BRUSSELS/FRANKFURT/PARIS (dpa-AFX) - European stocks traded lower on Friday, extending losses from the previous session as investors fretted about an artificial intelligence bubble and the outlook for U.S. interest rates.
The longest government shutdown in United States history has ended but the final agreement left major policy questions unresolved.
The White House has said last month's jobs report and inflation data would 'likely never' be released.
Investors were also reacting to data that showed China's slowdown worsened in October, dragged by soft consumer demand and a deepening property downturn.
The pan European Stoxx 600 was down 0.8 percent at 576 after falling 0.6 percent the previous day.
The German DAX dropped 0.7 percent, France's CAC 40 fell half a percent and the U.K.'s FTSE 100 was down over 1 percent.
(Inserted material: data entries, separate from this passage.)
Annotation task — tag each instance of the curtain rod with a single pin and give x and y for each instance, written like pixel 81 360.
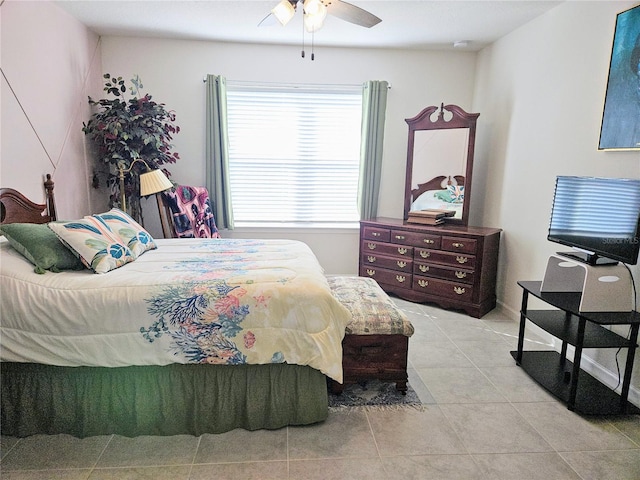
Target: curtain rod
pixel 204 80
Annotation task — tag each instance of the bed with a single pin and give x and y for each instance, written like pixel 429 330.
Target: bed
pixel 440 193
pixel 194 336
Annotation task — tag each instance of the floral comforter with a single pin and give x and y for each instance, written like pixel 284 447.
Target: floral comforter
pixel 219 301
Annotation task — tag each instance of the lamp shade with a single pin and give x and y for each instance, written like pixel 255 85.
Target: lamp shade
pixel 284 11
pixel 153 181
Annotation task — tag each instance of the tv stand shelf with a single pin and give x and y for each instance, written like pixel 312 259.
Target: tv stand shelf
pixel 563 378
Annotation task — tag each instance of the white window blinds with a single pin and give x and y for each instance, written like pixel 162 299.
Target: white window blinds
pixel 294 152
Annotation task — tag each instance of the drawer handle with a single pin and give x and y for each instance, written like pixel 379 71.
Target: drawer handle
pixel 371 350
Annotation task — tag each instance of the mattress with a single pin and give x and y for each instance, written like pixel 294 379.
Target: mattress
pixel 190 301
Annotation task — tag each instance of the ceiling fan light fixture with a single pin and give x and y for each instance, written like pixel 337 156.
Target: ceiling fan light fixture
pixel 314 14
pixel 284 12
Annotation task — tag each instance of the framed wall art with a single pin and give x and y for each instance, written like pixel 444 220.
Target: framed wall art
pixel 620 128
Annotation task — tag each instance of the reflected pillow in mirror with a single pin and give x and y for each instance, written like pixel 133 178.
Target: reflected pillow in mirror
pixel 456 193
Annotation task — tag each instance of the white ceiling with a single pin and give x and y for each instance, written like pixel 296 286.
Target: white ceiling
pixel 413 24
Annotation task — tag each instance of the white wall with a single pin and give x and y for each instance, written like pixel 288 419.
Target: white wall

Siemens Energy soared 9 percent. The German group substantially raised its mid-term financial targets following strong demand for gas turbines, services and power transmission technology.
Financial services major Allianz rose about 1 percent after posting a better-than-expected 15 percent rise in third-quarter net profit.
British commercial landlord Land Securities tumbled 3.3 percent despite reporting strong income growth for the half year ended September 30, 2025.
Likewise, Swiss Re fell 2.7 percent despite reporting a net income of $4bn for the first nine months of 2025, an 85 percent increase from the same period last year.
Luxury giant Richemont surged 7.6 percent after first-half financial results showed strong resilient growth.